A bundle should declare whole-owned canonical assets separately from narrow
mutations, preflight every target input before its first write, and expose the same
state through create, `set`, describe, validate, and converge. Keep it local-only
when the result must be reviewed and committed in the downstream fork. Dependency
manifests can be owned narrowly, but package-manager lock files, live configuration
imports, deployment, and data backfills remain explicit downstream operations.

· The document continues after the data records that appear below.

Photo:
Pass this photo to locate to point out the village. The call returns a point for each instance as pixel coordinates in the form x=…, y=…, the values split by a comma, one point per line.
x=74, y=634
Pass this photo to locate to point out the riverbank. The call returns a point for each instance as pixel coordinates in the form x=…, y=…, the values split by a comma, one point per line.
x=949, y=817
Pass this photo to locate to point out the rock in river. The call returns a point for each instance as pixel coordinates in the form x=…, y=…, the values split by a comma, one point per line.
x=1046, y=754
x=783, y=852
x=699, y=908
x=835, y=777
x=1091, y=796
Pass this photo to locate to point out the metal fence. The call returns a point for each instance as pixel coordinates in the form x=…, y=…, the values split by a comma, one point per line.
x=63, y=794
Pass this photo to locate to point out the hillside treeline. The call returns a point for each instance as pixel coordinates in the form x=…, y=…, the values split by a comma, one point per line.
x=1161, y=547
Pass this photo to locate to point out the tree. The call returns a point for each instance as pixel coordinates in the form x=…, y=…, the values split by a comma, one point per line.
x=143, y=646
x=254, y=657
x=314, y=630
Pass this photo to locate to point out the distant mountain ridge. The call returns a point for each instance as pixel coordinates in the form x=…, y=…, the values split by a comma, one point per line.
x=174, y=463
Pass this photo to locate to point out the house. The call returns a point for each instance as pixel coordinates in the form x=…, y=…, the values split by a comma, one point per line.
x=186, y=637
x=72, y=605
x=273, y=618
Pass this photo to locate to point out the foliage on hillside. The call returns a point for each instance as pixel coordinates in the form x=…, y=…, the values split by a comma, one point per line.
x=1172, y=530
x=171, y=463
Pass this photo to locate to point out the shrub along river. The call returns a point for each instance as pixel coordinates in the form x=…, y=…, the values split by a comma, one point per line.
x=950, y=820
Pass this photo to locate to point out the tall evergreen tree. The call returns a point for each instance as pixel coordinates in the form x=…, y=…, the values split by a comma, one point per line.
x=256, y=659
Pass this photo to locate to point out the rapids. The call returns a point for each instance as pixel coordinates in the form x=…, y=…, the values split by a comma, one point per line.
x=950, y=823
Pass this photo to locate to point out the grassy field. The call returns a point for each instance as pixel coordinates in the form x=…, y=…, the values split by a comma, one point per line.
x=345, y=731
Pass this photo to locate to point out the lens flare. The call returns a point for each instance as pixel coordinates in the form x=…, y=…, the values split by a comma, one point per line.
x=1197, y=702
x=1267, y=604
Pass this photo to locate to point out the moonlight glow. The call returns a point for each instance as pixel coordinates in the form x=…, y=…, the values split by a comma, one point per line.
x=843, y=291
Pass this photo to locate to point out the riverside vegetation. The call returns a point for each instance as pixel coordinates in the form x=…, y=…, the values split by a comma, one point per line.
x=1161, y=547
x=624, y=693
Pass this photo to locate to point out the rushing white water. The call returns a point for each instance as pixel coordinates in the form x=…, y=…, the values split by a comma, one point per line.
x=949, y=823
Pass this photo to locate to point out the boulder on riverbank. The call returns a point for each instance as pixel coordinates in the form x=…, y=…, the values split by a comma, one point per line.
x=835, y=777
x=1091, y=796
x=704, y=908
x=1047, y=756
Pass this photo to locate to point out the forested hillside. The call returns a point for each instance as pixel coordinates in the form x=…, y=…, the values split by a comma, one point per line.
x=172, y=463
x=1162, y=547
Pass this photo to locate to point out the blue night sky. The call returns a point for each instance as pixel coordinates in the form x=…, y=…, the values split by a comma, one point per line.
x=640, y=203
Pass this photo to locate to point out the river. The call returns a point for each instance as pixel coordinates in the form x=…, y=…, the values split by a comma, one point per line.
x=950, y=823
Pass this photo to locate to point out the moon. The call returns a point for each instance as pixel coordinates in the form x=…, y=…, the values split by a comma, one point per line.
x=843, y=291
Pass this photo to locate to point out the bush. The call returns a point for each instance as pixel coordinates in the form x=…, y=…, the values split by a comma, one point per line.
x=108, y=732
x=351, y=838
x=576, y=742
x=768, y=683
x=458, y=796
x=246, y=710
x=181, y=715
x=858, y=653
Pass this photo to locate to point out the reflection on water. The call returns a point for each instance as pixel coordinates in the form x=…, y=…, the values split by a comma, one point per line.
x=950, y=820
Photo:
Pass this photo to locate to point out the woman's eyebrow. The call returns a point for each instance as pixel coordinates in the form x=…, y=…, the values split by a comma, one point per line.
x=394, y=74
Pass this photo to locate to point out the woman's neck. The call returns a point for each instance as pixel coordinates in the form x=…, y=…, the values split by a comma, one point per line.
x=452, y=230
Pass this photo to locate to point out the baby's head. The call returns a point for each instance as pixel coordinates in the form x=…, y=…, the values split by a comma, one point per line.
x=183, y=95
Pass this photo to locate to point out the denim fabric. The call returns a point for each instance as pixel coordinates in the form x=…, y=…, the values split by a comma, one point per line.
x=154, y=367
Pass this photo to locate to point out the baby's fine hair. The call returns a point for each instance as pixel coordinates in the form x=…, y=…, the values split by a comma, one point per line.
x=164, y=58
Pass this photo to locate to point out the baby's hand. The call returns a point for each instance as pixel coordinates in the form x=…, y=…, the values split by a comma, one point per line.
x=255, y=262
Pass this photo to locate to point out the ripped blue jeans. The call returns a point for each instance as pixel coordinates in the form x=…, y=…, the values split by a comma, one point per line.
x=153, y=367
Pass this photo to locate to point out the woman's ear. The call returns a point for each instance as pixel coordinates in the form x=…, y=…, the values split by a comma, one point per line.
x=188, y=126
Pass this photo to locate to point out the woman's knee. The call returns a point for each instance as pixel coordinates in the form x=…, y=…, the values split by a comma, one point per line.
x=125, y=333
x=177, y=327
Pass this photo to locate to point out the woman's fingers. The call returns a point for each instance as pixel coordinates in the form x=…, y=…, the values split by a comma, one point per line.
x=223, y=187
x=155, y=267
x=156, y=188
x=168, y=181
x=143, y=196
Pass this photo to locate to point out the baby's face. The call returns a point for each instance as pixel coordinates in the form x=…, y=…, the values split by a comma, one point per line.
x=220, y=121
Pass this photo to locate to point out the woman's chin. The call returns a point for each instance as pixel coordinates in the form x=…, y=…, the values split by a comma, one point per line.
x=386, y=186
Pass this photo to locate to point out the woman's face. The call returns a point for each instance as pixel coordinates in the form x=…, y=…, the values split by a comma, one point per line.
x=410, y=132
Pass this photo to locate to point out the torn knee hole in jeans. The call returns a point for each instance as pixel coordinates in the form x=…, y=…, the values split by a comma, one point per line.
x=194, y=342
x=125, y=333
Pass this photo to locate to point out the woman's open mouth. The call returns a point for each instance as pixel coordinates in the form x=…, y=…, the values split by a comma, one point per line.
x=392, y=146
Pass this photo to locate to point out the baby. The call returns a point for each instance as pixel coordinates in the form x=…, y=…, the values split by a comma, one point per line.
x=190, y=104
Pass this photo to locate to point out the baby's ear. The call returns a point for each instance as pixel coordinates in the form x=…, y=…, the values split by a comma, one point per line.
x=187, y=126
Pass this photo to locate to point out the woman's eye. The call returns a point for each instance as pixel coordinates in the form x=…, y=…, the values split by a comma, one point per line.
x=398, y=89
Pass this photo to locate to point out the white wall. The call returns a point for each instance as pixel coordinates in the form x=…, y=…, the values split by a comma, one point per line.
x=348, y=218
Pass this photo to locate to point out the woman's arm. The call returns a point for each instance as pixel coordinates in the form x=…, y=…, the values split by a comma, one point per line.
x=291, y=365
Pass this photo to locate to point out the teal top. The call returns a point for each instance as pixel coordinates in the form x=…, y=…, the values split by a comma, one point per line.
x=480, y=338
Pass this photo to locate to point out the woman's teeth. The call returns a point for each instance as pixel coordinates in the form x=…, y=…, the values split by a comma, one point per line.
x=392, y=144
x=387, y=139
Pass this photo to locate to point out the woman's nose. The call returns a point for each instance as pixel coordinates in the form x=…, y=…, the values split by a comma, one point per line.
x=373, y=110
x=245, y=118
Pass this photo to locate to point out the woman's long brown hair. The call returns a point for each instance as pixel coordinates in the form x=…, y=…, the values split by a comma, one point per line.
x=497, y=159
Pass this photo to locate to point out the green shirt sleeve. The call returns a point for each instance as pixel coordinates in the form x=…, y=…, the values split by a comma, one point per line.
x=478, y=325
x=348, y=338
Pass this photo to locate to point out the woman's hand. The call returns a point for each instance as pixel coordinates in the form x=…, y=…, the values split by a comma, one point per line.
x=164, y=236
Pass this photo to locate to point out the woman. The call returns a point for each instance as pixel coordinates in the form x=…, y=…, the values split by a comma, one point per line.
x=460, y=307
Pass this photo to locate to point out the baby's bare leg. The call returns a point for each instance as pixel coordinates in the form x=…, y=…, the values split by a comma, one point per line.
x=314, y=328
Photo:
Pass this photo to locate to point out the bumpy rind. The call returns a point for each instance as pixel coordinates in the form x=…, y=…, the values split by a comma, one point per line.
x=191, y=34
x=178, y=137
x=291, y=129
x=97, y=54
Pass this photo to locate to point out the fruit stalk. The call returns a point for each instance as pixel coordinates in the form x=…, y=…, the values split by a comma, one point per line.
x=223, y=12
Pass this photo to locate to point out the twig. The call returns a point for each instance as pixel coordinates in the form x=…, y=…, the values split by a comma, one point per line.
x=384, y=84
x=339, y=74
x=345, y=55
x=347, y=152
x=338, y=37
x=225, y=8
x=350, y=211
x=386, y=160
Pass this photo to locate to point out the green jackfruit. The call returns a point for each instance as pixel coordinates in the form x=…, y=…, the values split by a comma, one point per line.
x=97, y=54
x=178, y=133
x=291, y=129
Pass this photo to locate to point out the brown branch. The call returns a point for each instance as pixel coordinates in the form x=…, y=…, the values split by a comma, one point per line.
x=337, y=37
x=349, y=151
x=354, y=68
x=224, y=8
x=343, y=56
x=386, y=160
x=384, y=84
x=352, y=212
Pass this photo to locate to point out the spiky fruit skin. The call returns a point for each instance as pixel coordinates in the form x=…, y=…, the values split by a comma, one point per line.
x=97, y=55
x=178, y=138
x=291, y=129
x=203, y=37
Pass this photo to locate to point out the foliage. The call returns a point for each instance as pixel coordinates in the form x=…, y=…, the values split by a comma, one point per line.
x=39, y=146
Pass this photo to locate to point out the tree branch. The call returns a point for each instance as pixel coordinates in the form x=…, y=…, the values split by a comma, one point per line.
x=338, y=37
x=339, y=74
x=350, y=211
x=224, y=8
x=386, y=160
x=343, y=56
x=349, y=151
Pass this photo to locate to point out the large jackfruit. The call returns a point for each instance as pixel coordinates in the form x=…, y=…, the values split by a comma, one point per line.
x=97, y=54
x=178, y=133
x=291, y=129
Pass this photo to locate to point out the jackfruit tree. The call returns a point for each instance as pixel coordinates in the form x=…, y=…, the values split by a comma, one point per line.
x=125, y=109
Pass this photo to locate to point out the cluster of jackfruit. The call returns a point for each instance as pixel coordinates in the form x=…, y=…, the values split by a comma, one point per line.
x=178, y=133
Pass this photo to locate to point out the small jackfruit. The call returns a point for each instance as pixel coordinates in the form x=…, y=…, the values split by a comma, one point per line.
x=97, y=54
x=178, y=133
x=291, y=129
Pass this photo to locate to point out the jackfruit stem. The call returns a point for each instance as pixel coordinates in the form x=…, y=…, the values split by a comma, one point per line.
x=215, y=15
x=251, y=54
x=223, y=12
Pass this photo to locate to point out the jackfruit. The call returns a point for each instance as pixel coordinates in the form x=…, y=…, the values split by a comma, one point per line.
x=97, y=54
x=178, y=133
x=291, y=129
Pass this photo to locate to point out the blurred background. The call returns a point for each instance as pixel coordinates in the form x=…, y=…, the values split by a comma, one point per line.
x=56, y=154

The ISLE [`mergepdf` and `hocr-search` bundles](/plugins/isle/feature-bundles) are the
reference implementation and publish their exact whole-file, field, compatibility,
and rollout boundaries for operators.

## Component workflow

<Steps>
  <Step title="Define the component">
    Write a new Go file in the plugin's `pkg/components` directory. Implement the `Definition` struct with `On` and `Off` domain specs. Add structured YAML or generic file rules for the observable state that `describe`, `set`, and `converge` should detect.
  </Step>

  <Step title="Register it">
    Add the new definition to the plugin's ordered definition set. Ensure the SDK registers that set and the plugin's hidden component command tree exactly once.
  </Step>

  <Step title="Add it to the create flow">
    If the component requires a decision at install time, set `PromptOnCreate: true`, add any `FollowUps` needed, and thread the decision through the plugin's create request/options object. The create path should apply the same behavior as top-level `set` so a new checkout and an existing checkout stay consistent.
  </Step>

  <Step title="Add the apply path">
    Use the repo's existing component apply pattern. For simple components, structured YAML mutation helpers are usually enough. For larger generated config blocks, put the static config in `pkg/create/assets/...` and load it with Go `embed` instead of keeping inline YAML strings in Go code.
  </Step>

  <Step title="Write tests">
    Add focused tests for the component definition, create option resolution, the set/apply path, and any generated files. If the component is intentionally disabled during integration tests, make that explicit with a create flag instead of relying on an implicit default.
  </Step>

  <Step title="Document it">
    Add a page in `plugins/isle/` (or the relevant plugin section), add it to `docs.json`, and link to it from the plugin overview. Document when to enable or disable the component, create-time flags, follow-up environment variables, generated files, and any production caveats.
  </Step>
</Steps>

## Component Checklist

Before opening a component PR, check that it covers the full operator workflow:

* `Definition` includes clear guidance, allowed dispositions, behavior summaries, data migration impact, and `LocalOnly` when changes should only happen on local checkouts.
* `PromptOnCreate` is true for features operators should decide on during initial site creation.
* Create flags and recreate-command output include the component so automated installs and setup commits are reproducible.
* `set`, create, and converge/describe detection agree on what `on`, `off`, and `drifted` mean.
* Every follow-up value is explicitly non-secret and safe to expose through process argv.
* Generic file rules own the smallest JSON path or marked text block and preserve sentinel downstream content around it.
* Static generated YAML or templates live under `pkg/create/assets/...` and are loaded with Go `embed`; avoid large inline YAML blocks in Go.
* Runtime warnings are printed for insecure defaults, required credentials, destructive changes, or behavior that can surprise production operators.
* Integration tests explicitly set the component state, even when the intended state is the default.
* Plugin documentation explains the operational reason for any unusual design choice, such as vendoring or mounting local plugin source to avoid production startup dependencies on third-party services.